Without official data due to the shutdown, policy makers must weigh the risks to inflation and the labor market with the limited data available. Despite caution from missing government reports, the Fed may still proceed with a cut if there is significant clear deterioration in the labor market. Upcoming private indicators, such as the ADP employment report, will play a larger-than-usual role, though early signals suggest continued weakness in labor market activity.

Put another way: while the Fed is going to need some reassurance that a rate cut is a prudent decision, it’s likely that the Committee will have sufficient data clarity to follow-through on another quarter-point rate cut when it reconvenes for its final meeting of the year.

The Federal Reserve’s changing balance sheet reduction plans, particularly the runoff of its mortgage-backed securities (MBS), could meaningfully influence short-term funding markets such as repo rates.

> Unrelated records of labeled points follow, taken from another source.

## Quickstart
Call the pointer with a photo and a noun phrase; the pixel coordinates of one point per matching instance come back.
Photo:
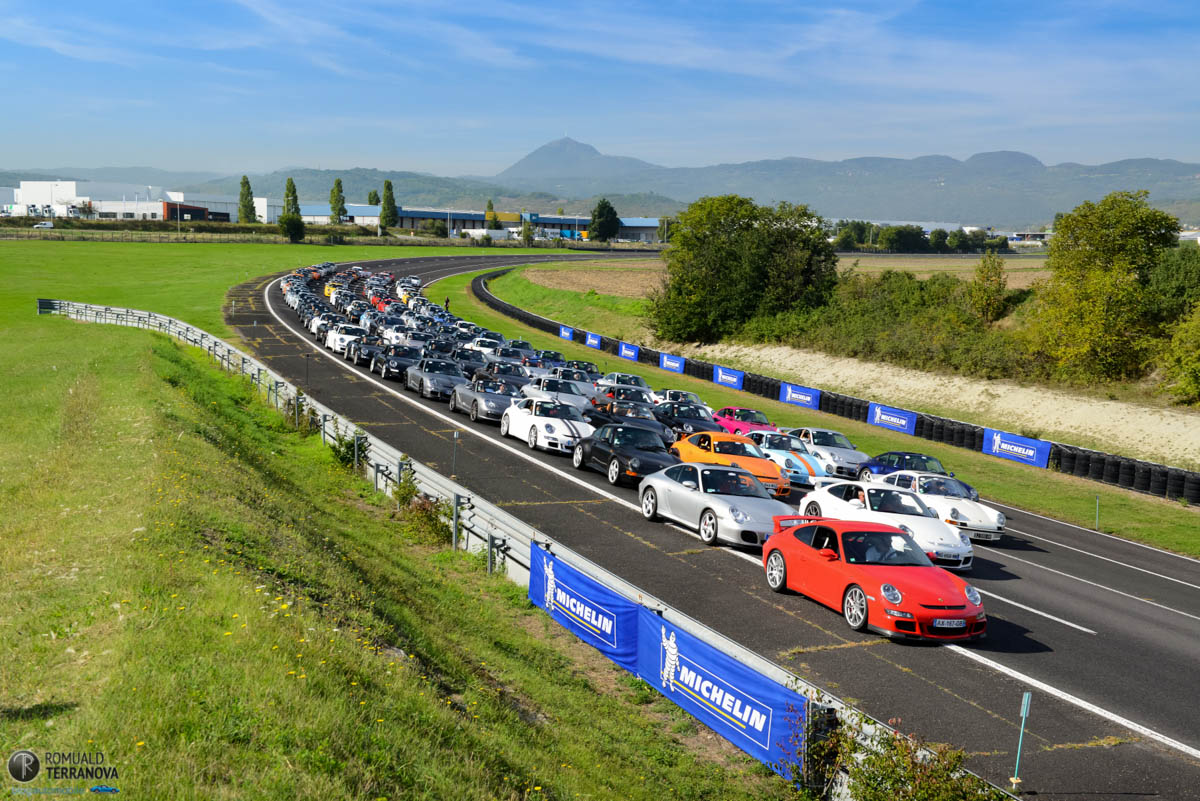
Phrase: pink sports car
(737, 420)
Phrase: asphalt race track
(1104, 632)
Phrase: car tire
(853, 607)
(651, 505)
(777, 572)
(708, 528)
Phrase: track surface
(1108, 631)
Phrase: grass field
(210, 601)
(1138, 517)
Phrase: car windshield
(558, 411)
(733, 447)
(832, 439)
(731, 482)
(496, 387)
(940, 486)
(925, 463)
(783, 443)
(891, 501)
(690, 411)
(636, 438)
(882, 548)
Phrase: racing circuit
(1103, 631)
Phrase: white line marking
(1077, 702)
(1059, 572)
(1099, 534)
(1115, 561)
(1037, 612)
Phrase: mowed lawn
(1153, 521)
(210, 601)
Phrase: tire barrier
(1105, 468)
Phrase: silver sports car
(720, 503)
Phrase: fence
(1161, 480)
(478, 524)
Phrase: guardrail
(1149, 477)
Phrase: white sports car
(952, 501)
(901, 509)
(545, 423)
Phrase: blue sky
(468, 88)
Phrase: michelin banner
(595, 614)
(799, 396)
(745, 708)
(1018, 449)
(898, 420)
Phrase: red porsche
(875, 574)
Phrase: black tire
(651, 504)
(853, 607)
(709, 529)
(777, 572)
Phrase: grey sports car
(483, 399)
(720, 503)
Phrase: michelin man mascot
(671, 658)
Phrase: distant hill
(1003, 188)
(418, 190)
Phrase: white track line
(1115, 561)
(995, 666)
(1074, 700)
(1037, 612)
(1059, 572)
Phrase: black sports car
(624, 453)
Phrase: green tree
(491, 220)
(605, 223)
(731, 260)
(336, 203)
(389, 215)
(985, 293)
(246, 203)
(291, 199)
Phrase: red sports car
(875, 574)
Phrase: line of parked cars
(874, 535)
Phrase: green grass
(617, 317)
(1152, 521)
(204, 596)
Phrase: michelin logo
(714, 696)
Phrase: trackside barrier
(1173, 483)
(742, 696)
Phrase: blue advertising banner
(1015, 447)
(898, 420)
(745, 708)
(726, 377)
(591, 610)
(799, 396)
(673, 363)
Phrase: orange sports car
(717, 447)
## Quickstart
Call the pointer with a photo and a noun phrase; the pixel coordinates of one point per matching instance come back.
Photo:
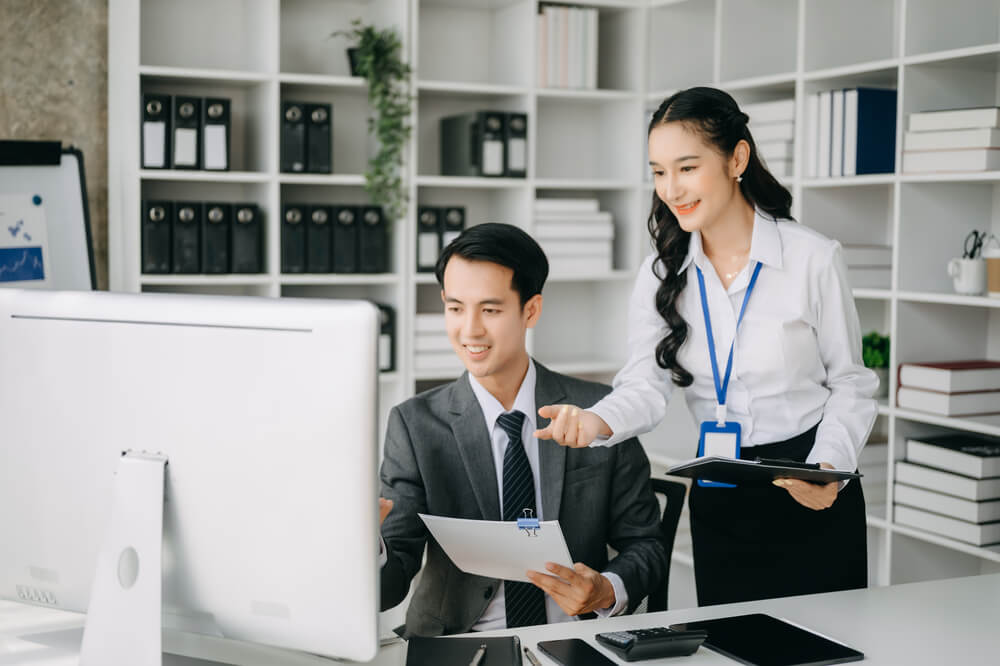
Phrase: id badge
(719, 440)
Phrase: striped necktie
(525, 602)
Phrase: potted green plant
(875, 354)
(377, 56)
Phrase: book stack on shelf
(873, 463)
(773, 128)
(577, 237)
(850, 132)
(868, 266)
(567, 47)
(950, 485)
(950, 388)
(432, 349)
(953, 140)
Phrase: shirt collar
(524, 402)
(765, 244)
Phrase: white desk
(954, 621)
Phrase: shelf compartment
(966, 23)
(433, 106)
(224, 35)
(603, 306)
(679, 54)
(461, 89)
(206, 281)
(250, 126)
(181, 175)
(349, 124)
(742, 23)
(872, 25)
(626, 214)
(476, 42)
(306, 44)
(937, 218)
(607, 126)
(985, 425)
(157, 74)
(860, 215)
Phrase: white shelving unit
(480, 54)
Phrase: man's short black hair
(502, 244)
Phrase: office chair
(674, 491)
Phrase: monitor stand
(124, 615)
(125, 623)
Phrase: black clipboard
(762, 640)
(756, 472)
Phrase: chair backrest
(674, 491)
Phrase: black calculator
(653, 643)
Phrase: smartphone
(574, 652)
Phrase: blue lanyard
(722, 387)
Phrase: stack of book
(577, 237)
(567, 47)
(950, 485)
(772, 125)
(850, 132)
(952, 388)
(953, 140)
(432, 349)
(868, 266)
(873, 463)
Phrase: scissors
(974, 244)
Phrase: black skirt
(759, 543)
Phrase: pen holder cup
(969, 275)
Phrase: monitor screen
(265, 410)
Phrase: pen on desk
(478, 657)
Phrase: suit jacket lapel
(552, 457)
(473, 441)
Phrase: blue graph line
(19, 264)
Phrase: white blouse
(796, 359)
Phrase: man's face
(484, 318)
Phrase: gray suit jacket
(438, 460)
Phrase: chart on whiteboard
(24, 254)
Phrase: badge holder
(719, 438)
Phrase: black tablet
(762, 640)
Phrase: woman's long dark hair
(715, 116)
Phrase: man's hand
(578, 590)
(812, 495)
(384, 507)
(571, 426)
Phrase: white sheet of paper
(153, 134)
(498, 549)
(215, 147)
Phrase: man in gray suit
(467, 450)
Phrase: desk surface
(933, 623)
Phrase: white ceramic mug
(969, 275)
(992, 257)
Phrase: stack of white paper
(577, 237)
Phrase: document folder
(755, 472)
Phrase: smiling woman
(792, 371)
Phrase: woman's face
(690, 176)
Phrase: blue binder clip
(528, 523)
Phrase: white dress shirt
(797, 354)
(495, 615)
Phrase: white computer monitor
(265, 411)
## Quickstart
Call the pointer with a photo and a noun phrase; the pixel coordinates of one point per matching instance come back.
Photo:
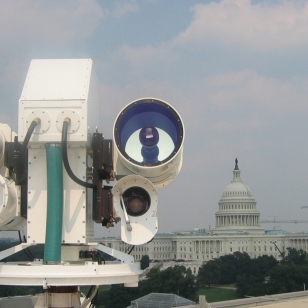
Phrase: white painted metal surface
(55, 89)
(89, 273)
(144, 227)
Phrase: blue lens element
(148, 115)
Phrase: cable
(93, 291)
(65, 157)
(23, 150)
(130, 249)
(26, 250)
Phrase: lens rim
(153, 105)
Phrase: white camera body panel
(143, 227)
(55, 89)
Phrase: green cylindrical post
(53, 239)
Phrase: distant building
(237, 229)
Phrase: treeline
(260, 276)
(252, 277)
(177, 280)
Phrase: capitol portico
(237, 229)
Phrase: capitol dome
(237, 208)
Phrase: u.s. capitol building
(237, 229)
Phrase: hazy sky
(236, 71)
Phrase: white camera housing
(157, 115)
(136, 229)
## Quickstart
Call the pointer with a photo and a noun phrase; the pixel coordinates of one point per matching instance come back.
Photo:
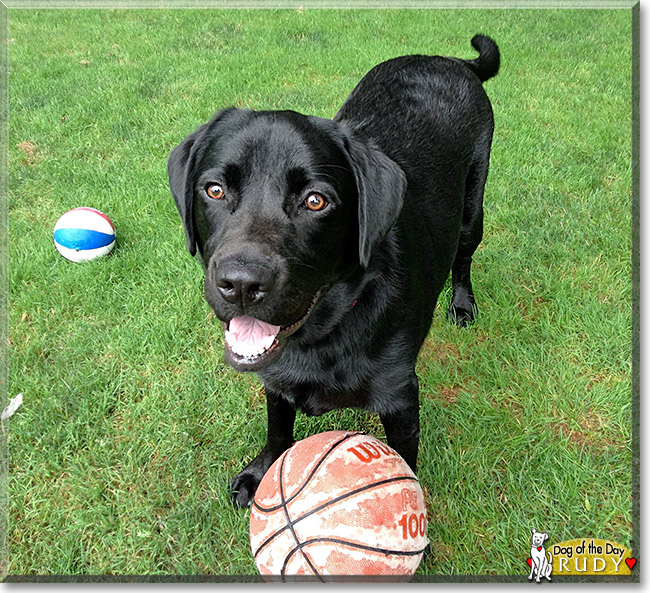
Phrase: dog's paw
(244, 485)
(462, 314)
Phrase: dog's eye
(215, 191)
(316, 202)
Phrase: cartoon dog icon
(540, 566)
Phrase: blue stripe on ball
(82, 238)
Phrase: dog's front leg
(280, 419)
(402, 426)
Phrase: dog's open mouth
(252, 344)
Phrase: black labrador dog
(326, 243)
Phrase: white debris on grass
(14, 404)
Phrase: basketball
(338, 504)
(83, 234)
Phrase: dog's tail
(487, 63)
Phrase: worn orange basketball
(338, 503)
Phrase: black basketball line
(329, 502)
(334, 540)
(311, 474)
(290, 523)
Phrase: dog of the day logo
(577, 557)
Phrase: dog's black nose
(244, 283)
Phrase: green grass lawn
(132, 426)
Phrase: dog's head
(539, 538)
(279, 206)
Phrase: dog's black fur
(401, 168)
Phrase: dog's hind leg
(462, 309)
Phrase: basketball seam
(290, 523)
(326, 504)
(311, 474)
(334, 540)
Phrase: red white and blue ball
(83, 234)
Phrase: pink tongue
(247, 336)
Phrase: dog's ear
(181, 167)
(381, 184)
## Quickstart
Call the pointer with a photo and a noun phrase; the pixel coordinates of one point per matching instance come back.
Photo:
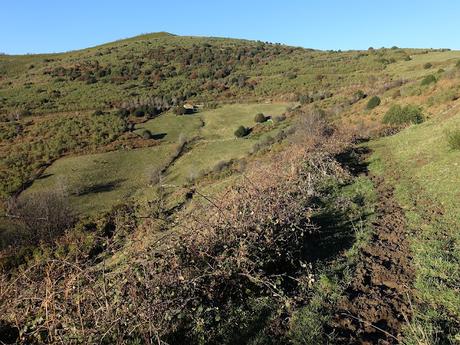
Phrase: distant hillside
(175, 69)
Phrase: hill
(191, 190)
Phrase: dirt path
(376, 304)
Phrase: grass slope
(426, 174)
(98, 181)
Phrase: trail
(376, 304)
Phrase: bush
(429, 79)
(279, 118)
(241, 131)
(139, 112)
(259, 118)
(123, 112)
(180, 110)
(146, 134)
(453, 138)
(373, 102)
(398, 115)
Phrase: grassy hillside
(139, 214)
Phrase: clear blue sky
(33, 26)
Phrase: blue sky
(34, 26)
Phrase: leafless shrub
(41, 216)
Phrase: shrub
(453, 138)
(360, 94)
(279, 118)
(429, 79)
(373, 102)
(180, 110)
(396, 94)
(398, 115)
(241, 131)
(123, 112)
(43, 216)
(259, 118)
(25, 113)
(146, 134)
(139, 112)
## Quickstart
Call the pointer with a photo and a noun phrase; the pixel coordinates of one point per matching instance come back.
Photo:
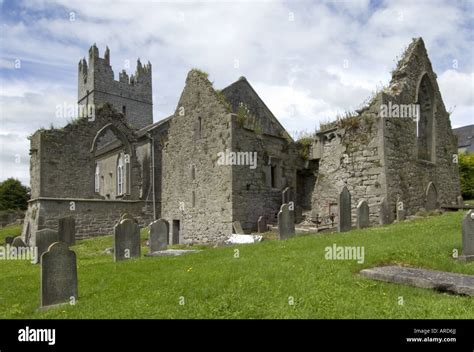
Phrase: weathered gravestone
(468, 236)
(238, 228)
(58, 275)
(67, 230)
(159, 233)
(286, 196)
(125, 216)
(44, 239)
(286, 223)
(401, 212)
(362, 215)
(18, 242)
(344, 205)
(262, 224)
(431, 197)
(9, 240)
(385, 215)
(126, 240)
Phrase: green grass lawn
(260, 283)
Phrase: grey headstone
(18, 242)
(159, 234)
(262, 225)
(439, 280)
(44, 239)
(67, 230)
(238, 228)
(58, 275)
(286, 196)
(385, 215)
(286, 223)
(344, 205)
(401, 212)
(431, 197)
(468, 236)
(126, 240)
(362, 215)
(127, 216)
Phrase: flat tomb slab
(171, 252)
(460, 284)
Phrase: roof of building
(465, 136)
(241, 91)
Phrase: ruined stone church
(117, 160)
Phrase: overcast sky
(308, 60)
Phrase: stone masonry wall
(96, 85)
(93, 217)
(407, 175)
(205, 194)
(253, 195)
(352, 156)
(65, 162)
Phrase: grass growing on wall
(259, 283)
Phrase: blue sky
(308, 60)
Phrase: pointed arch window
(426, 122)
(97, 178)
(120, 176)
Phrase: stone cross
(286, 223)
(44, 239)
(262, 224)
(126, 216)
(58, 275)
(362, 215)
(126, 240)
(286, 196)
(344, 207)
(18, 242)
(9, 240)
(159, 234)
(238, 228)
(67, 230)
(468, 236)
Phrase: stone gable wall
(210, 218)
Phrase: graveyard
(289, 278)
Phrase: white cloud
(296, 63)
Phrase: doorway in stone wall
(175, 232)
(305, 181)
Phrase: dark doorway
(175, 232)
(305, 180)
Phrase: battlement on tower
(130, 95)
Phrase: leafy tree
(466, 172)
(13, 195)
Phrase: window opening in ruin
(425, 121)
(97, 178)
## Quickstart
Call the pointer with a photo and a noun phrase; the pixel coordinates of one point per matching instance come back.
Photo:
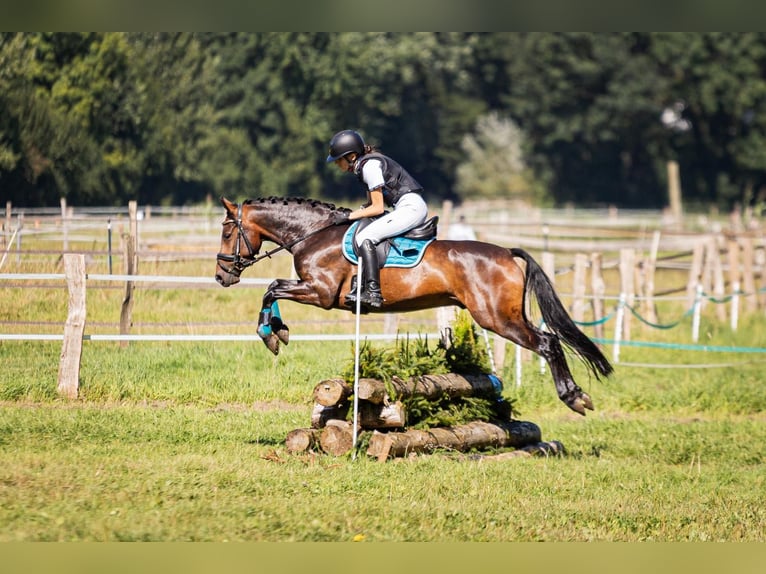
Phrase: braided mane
(313, 203)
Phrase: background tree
(495, 166)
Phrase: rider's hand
(340, 218)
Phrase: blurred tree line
(547, 118)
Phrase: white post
(71, 351)
(734, 305)
(618, 328)
(354, 431)
(542, 361)
(696, 317)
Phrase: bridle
(241, 262)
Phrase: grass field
(185, 441)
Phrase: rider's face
(345, 163)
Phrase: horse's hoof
(284, 335)
(272, 343)
(581, 403)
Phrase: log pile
(383, 420)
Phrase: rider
(388, 185)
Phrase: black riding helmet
(344, 143)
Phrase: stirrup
(350, 300)
(371, 295)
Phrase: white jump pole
(359, 279)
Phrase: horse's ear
(227, 204)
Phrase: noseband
(238, 262)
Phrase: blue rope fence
(694, 311)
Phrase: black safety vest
(397, 180)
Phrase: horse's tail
(558, 320)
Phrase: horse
(481, 277)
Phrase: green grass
(185, 441)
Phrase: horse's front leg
(271, 328)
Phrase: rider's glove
(340, 218)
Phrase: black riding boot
(350, 300)
(371, 295)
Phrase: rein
(239, 262)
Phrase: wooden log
(627, 286)
(332, 392)
(131, 268)
(650, 309)
(372, 416)
(549, 448)
(428, 386)
(302, 440)
(337, 438)
(322, 414)
(474, 435)
(748, 275)
(578, 287)
(598, 288)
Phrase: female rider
(388, 185)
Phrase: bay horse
(481, 277)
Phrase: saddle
(401, 251)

As the Fed allows more MBS and agency debt to return to private hands, the increased supply may push up borrowing costs for transactions using that collateral.

Conversely, if the Fed slows its reduction of Treasury holdings, the added availability of Treasuries could relieve scarcity in repo markets and modestly lower Treasury-backed repo rates. Essentially, these balance sheet adjustments alter the relative supply and demand for different types of collateral, reshaping pricing dynamics across short-term funding markets.

This week’s economic calendar would have included the October jobs report on Friday, but it will be delayed due to the government shutdown along with construction spending, the trade deficit, factory orders, jobless claims, productivity/unit labor costs, and wholesale inventories (ugh). That leaves PMIs, ADP employment, Challenger job cuts, Michigan sentiment, and consumer credit as the reports set for actual release. Treasury supply consists of just T-bills, though Fedspeak picks up after last week’s FOMC decision.

Outside of the Fed, markets will digest the latest central bank decisions from the RBA, Riksbank, BoE, and Norges Bank, with current odds favoring no change for all four. Regarding MBS, Agency prepayments will be released after Thursday’s close and into the evening and Class A net out is on Friday.

Today’s economic calendar kicks off later this morning with October manufacturing PMIs from S&P Global and ISM. The only other event(s) of note will be remarks from San Francisco Fed President Daly and Governor Cook. We begin the week with Agency MBS prices little changed from Friday’s close, the 2-year yielding 3.58, and the 10-year yielding 4.09 after closing last week at 4.10 percent, up 10-basis points over the course of last week, but down 5-basis points from where it began October.